Choose the best shoes

Have you ever gone for walking? That is great because it is the best way to improve your health. So, you must choose the best walking shoes for men to wear if (men)

Thứ Tư, 24 tháng 9, 2008

"Also, who the shooting back will do?", part I

As a kid I got Dragon for the game-able stuff, not the fiction. But one of my favorite pieces of fiction published in Dragon was "The Gun That Shot Too Straight" by Ralph Roberts. The story appeared in issue #94, February 1985. To sum up briefly, the story hinges on a young genius named Henry inventing an energy pistol that fires tiny balls of energy that disrupt molecular bonds. Henry's uncle, a defense contractor, is very interested in the device until they catch on the news that the test firing brought down a plane on the other side of the world. It seems the ever-expanding fireball punched all the way through the Earth, wrecking an Aussie military jet. The illo that opens the story depicts the event quite nicely:


Near the end of the story the uncle asks "I was wondering, if the energy balls continue travelling, how big will they get and what will they hit?" The young inventor doesn't have an answer. The last line of the story is the title of today's post. Over the years I've often thought about running some numbers on this scenario and today I'm going to finally do it. Please point out any math errors you spot in the comments.
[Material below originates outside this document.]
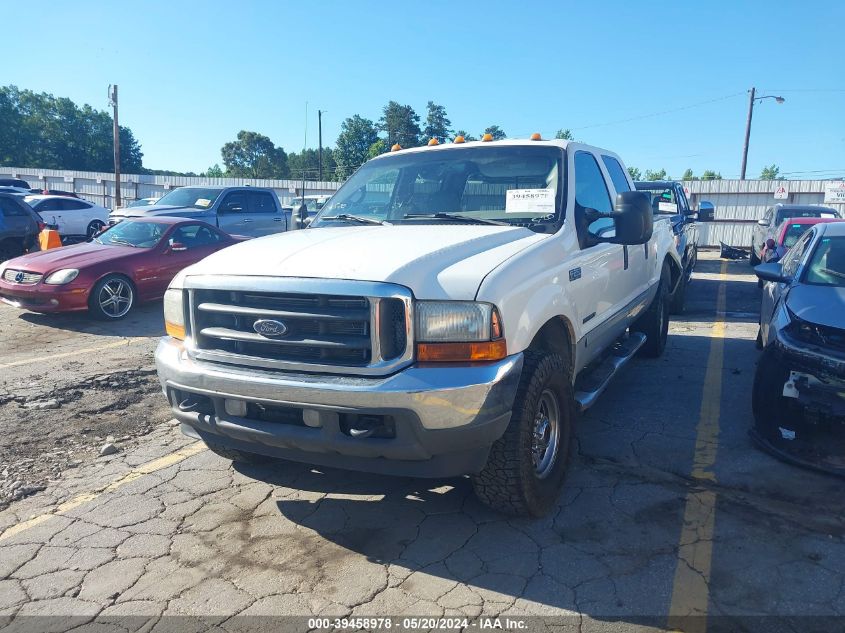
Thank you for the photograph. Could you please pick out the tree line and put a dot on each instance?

Let's start with the easy one: the velocity of the fireball. We'll assume a constant velocity because we have no evidence of acceleration once the disruption ball exits the pistol aperture. According to the story it took approximately ten hours (36,000 seconds) to punch through the Earth, which has a diameter of roughly 12,742 kilometers. That's about 350 meters/second. Or roughly 390 yards/second, or about 1,200 feet/second, or about .2 mile/second if metric isn't your bag. Or 790 miles per hour. Not anywhere close to lightspeed, but not too shabby in general. By way of comparison that's about 40% faster than the muzzle velocity of a bullet fired out of a M1911 pistol.
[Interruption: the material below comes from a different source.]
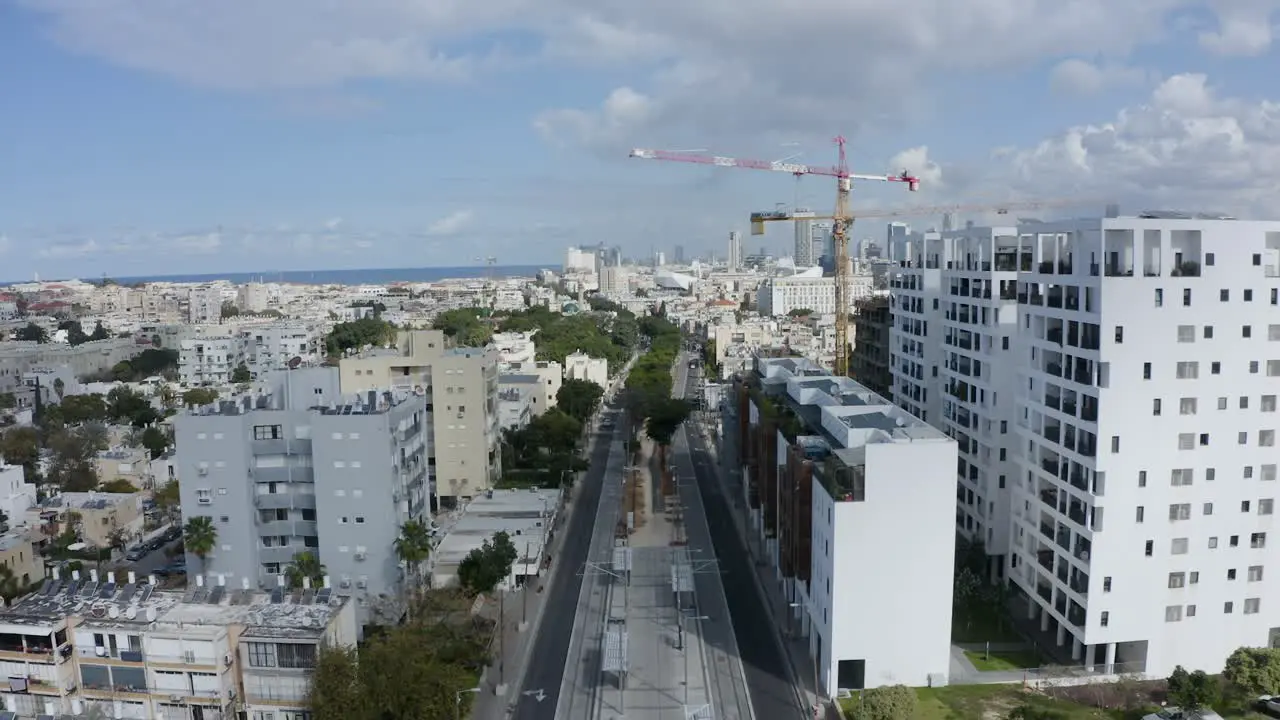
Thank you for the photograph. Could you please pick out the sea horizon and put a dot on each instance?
(355, 276)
Now let's look at the rate of expansion of the disrupting sphere. Again we're working with estimates. All we really know from the story is that the emitting aperture on the pistol is "a barely discernible pinhole" from the point of view of the old uncle. Let's call that a 1 millimeter diameter for our purposes. The fireball that brought down Captain Smythe's plane was described as "the size of a large beachball". I'm going to make the calculations as easy as possible by calling that 1 meter in diameter. So that's a thousandfold increase over the ten hour timeframe. For simplicity's sake we'll assume a constant growth of 1 meter per ten hours, or about .03 mm/second.

Tomorrow comes the fun part. We'll aim the fireball at various celestial objects and determine how long it takes to reach the target and how big the fireball is at the moment of impact. As I type this I'm not sure exactly how these scenarios are going to turn out, but I suspect that the relatively slow velocity is going to result in some pretty dang big fireballs once this baby starts hitting things in outer space.